The jury returned guilty verdicts for second degree murder and first degree arson.   Davlin's motion for new trial was overruled, and he was sentenced as set forth above.   Other factual details will be set forth below as they relate to the issues presented.


Davlin assigns that the district court erred when it (1) retroactively applied this court's decision in State v. Burlison, 255 Neb. 190, 583 N.W.2d 31 (1998), and did not instruct the jury that malice was an essential element of the crime of second degree murder;  (2) instructed the jury that an essential element of the crime of second degree murder was that the killing was done “intentionally, but without malice,” instead of “premeditation”;  (3) failed to provide redress under Neb.Rev.Stat. § 29-1913 (Reissue 1995) because of the State's destruction of evidence required for scientific testing;  (4) failed to dismiss the case pursuant to Arizona v. Youngblood, 488 U.S. 51, 109 S.Ct. 333, 102 L.Ed.2d 281 (1988), because Davlin's rights under the Due  Process Clauses of the state and federal Constitutions were violated by the State's destruction of evidence;  (5) failed to instruct the jury that missing evidence could be inferred to be unfavorable to the State;  (6) prohibited the introduction of evidence that a third person committed the charged offenses;  (7) admitted the testimony of the State's fire experts with insufficient foundation for the evidence;  and (8) found Davlin to be a habitual criminal pursuant to Neb.Rev.Stat. § 29-2221(1) (Reissue 1995).

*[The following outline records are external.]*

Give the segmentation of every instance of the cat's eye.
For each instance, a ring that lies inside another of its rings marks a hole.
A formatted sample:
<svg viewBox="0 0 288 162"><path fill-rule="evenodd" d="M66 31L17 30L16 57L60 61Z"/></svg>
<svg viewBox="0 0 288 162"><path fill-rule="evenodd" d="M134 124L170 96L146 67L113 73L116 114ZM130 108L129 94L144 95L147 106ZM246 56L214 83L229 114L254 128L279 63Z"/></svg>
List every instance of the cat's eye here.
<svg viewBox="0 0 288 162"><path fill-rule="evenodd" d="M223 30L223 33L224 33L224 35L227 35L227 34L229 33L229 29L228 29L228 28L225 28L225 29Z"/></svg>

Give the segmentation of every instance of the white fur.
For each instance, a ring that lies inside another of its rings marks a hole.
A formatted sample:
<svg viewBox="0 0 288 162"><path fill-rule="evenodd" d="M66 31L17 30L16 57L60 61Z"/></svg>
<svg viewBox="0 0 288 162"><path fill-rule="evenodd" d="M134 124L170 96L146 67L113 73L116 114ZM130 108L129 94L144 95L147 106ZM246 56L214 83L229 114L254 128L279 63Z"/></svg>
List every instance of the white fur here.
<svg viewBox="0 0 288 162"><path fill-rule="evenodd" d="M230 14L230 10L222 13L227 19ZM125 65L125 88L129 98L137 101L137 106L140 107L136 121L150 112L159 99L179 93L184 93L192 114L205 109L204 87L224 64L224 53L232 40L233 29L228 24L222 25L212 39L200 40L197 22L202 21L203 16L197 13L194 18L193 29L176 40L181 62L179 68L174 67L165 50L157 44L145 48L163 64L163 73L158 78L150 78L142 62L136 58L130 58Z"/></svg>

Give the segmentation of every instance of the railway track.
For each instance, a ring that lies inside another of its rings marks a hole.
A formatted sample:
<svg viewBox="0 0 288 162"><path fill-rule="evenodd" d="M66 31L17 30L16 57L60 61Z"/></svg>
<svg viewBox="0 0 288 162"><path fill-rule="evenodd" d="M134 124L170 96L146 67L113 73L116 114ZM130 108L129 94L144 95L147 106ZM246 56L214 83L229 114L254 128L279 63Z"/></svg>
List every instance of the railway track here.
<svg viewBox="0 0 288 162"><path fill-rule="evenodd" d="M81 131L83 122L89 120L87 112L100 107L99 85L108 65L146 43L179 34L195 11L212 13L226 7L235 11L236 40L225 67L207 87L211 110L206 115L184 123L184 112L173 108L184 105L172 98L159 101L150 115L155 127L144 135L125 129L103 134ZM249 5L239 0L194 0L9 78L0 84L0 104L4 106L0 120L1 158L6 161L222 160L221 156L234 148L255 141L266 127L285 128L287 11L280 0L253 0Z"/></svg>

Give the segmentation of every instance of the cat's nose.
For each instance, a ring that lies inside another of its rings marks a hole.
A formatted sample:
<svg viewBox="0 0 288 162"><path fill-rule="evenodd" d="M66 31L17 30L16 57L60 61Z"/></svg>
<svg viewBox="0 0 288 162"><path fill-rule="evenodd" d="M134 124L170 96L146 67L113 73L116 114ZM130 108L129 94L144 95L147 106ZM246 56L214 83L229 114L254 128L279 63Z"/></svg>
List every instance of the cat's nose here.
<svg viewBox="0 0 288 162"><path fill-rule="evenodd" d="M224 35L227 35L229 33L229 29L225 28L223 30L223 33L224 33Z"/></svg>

 Whether jury instructions given by a trial court are correct is a question of law.  State v. Gartner, ante p. 153, 638 N.W.2d 849 (2002).   The meaning of a statute is a question of law.  Id. On a question of law, an appellate court is obligated to reach a conclusion independent of the determination reached by the court below.  Id.

 In proceedings where the Nebraska Evidence Rules apply, the admissibility of evidence is controlled by the Nebraska Evidence Rules;  judicial discretion is involved only when the rules make discretion a factor in determining admissibility.  State v. Pruett, ante p. 99, 638 N.W.2d 809 (2002).   Where the Nebraska Evidence Rules commit the evidentiary question at issue to the discretion of the trial court, the admissibility of evidence is reviewed for an abuse of discretion.  State v. Kula, 260 Neb. 183, 616 N.W.2d 313 (2000).   The exercise of judicial discretion is implicit in determinations of relevancy, and a trial court's decision regarding it will not be reversed absent an abuse of discretion.   State v. McLemore, 261 Neb. 452, 623 N.W.2d 315 (2001).   The standard for reviewing the admissibility of expert testimony is abuse of discretion.   State v. Thomas, 262 Neb. 985, 637 N.W.2d 632 (2002).


1. Jury Instructions

The district court's instruction No. 3 was a step instruction which included instructions regarding first degree murder, second degree murder, and manslaughter.   The instruction stated, in part:

Regarding second degree murder, the elements of the state's case are:

 1) That Clifford J. Davlin caused the death of Tamara Ligenza, a/k/a Tamara Martin;  and

(2) that Mr. Davlin did so intentionally, but without malice;  and

(3) that Mr. Davlin did so on or about September 7, 1993, in Lancaster County, Nebraska.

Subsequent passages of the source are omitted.